Stefan Behnel wrote:
> That does not answer my question about a use case. You mentioned different
things so
> far, one being source code layout versus shipping in packages, one being
users moving
> modules around as they see fit. I understand that some people require the
first for
> legacy reasons ("we always kept our sources in that one directory!").

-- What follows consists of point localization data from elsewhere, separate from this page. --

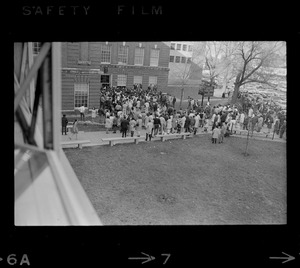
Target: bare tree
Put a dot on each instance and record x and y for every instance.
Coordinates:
(251, 63)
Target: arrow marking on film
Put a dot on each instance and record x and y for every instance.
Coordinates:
(148, 258)
(289, 258)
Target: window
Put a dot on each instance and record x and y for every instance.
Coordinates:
(36, 47)
(152, 80)
(154, 57)
(84, 51)
(81, 92)
(121, 80)
(137, 80)
(123, 55)
(139, 56)
(105, 53)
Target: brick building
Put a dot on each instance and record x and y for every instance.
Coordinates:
(86, 66)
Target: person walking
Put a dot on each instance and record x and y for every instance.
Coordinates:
(215, 134)
(64, 123)
(82, 110)
(139, 125)
(94, 112)
(124, 126)
(74, 129)
(149, 130)
(132, 124)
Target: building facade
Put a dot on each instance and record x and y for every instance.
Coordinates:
(87, 66)
(186, 65)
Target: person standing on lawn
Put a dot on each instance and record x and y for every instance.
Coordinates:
(282, 129)
(149, 130)
(94, 112)
(124, 126)
(215, 134)
(64, 123)
(139, 124)
(82, 110)
(74, 129)
(108, 124)
(132, 124)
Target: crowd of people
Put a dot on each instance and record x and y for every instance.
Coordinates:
(132, 109)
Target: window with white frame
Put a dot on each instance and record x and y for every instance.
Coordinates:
(137, 80)
(84, 51)
(36, 47)
(123, 55)
(139, 56)
(121, 80)
(154, 57)
(152, 80)
(81, 94)
(105, 53)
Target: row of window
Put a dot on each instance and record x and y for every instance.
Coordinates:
(105, 54)
(81, 90)
(182, 47)
(178, 59)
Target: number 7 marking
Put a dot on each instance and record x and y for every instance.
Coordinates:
(168, 256)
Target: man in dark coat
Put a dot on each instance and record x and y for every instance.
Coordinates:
(64, 123)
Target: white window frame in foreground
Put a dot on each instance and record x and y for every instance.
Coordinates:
(139, 56)
(36, 47)
(137, 79)
(105, 53)
(122, 54)
(121, 80)
(81, 94)
(154, 57)
(152, 80)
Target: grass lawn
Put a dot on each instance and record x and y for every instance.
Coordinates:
(185, 182)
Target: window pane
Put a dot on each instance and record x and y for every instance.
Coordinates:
(152, 80)
(84, 51)
(139, 56)
(154, 57)
(137, 79)
(81, 93)
(105, 53)
(123, 55)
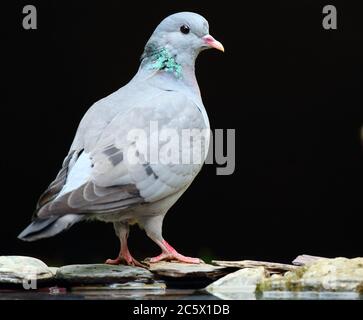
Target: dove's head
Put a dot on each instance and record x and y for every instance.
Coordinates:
(177, 41)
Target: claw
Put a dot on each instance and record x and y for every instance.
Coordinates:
(170, 254)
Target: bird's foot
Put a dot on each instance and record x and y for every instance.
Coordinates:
(126, 259)
(170, 254)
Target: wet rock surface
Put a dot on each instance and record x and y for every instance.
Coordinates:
(19, 270)
(335, 275)
(103, 274)
(313, 278)
(185, 270)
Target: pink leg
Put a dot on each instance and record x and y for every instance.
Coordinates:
(125, 257)
(170, 254)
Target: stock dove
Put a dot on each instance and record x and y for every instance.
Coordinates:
(107, 174)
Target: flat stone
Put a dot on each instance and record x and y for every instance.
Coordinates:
(103, 274)
(186, 270)
(18, 270)
(324, 275)
(272, 267)
(239, 285)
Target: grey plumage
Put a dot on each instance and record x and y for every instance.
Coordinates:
(97, 180)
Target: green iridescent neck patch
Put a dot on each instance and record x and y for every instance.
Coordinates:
(161, 59)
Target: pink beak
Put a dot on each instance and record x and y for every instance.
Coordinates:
(213, 43)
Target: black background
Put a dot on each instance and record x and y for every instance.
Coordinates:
(292, 91)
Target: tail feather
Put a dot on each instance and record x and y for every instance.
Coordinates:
(48, 227)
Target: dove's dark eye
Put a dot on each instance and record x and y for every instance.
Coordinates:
(184, 29)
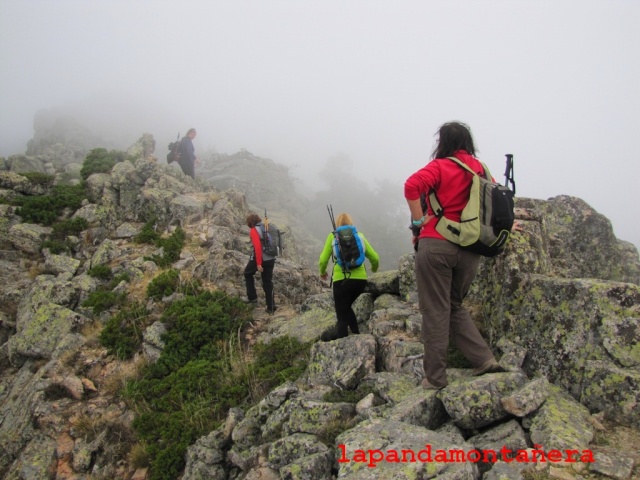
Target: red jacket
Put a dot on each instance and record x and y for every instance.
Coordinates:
(451, 184)
(257, 245)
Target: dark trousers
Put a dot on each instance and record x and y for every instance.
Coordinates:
(267, 280)
(345, 292)
(444, 273)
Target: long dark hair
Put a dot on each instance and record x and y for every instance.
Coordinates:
(453, 136)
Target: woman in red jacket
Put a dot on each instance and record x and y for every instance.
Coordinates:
(259, 261)
(444, 271)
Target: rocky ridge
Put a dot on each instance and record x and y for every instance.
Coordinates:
(564, 320)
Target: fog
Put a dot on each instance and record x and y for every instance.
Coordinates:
(555, 83)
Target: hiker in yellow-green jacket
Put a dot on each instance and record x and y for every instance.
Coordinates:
(348, 283)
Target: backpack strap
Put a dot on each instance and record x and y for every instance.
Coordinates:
(436, 206)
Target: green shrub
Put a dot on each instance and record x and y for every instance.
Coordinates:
(164, 284)
(39, 178)
(284, 358)
(168, 283)
(102, 300)
(189, 390)
(56, 246)
(122, 334)
(148, 233)
(171, 248)
(121, 277)
(99, 160)
(101, 272)
(45, 209)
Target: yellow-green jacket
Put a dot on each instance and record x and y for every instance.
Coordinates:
(355, 273)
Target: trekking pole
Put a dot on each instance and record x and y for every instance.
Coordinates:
(508, 173)
(333, 224)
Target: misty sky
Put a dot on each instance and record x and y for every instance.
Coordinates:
(556, 83)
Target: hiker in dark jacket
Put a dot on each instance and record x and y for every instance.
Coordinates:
(188, 159)
(259, 261)
(444, 271)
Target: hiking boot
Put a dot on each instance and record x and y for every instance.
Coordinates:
(428, 386)
(490, 366)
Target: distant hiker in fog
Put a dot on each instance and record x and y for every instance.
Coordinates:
(259, 261)
(188, 159)
(348, 248)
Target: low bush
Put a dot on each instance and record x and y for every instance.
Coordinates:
(188, 391)
(102, 300)
(71, 226)
(100, 160)
(56, 246)
(101, 272)
(169, 282)
(45, 209)
(38, 178)
(171, 248)
(148, 233)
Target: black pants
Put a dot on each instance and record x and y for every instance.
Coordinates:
(267, 280)
(345, 292)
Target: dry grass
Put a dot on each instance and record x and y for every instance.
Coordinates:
(115, 380)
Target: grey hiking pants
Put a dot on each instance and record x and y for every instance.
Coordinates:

I
don't see a
> reason for the latter.
Here is our module directory structure:
module/
src/
*.c, *.h [common source code]
standalone/
*.c [contain at least main() and the command line parser]
Makefile
build/
Linux/
[intermediate files + binary executable]
Win32/
[intermediate files + binary executable]
test/
[test files as shell scripts]
python/
[needed wrapper files]
Makefile
build/
Linux/
[intermediate files + python wrapper]
Win32/
[intermediate files + python wrapper]
test/
[test files as Python scripts]
[other platforms]
test/
[test files as Python scripts]
Makefiles build everything in the corresponding build/<platform>/
test/ within platform directories are dedicated to their platform. They get
access to the "executable" by ../build/<platform>/
Concerning python tests, they start with:
import sys, os, platform
sys.path.append(os.path.join("..", "build",
platform.system().replace("Windows", "Win32")))
The global test/ contains test that validate everything between releases and
platforms.
They don't rely on ../<platform>/build/<platform> directories, but have
their own build structure, because they have to download previous releases
from the datatabase and build them.
Note that, when everything is validated, python wrappers are put into
packages within site-packages for final users. OK, I previously mentionned
that users may move them, but in fact they don't, it was just to avoid
having to detail the complex test suite structure. Sorry if this finally
disturbed you.
Anyway, all those mechanisms worked well until I decided to use Cython in
replacement of SWIG.
This is because the test suites don't care of the destination package. They
just set the path to the built modules (through sys.path for Python) and
load/launch them (import for Python).
For sure the structure could be modified to support a package hierarchy, and
I asked for it, but to summarize other developpers answer I got: "you want
to use Cython, why not, but you have to ensure this is backward compatible.
If not, stop using Cython."
This is why I'm patching the generated C code for the moment.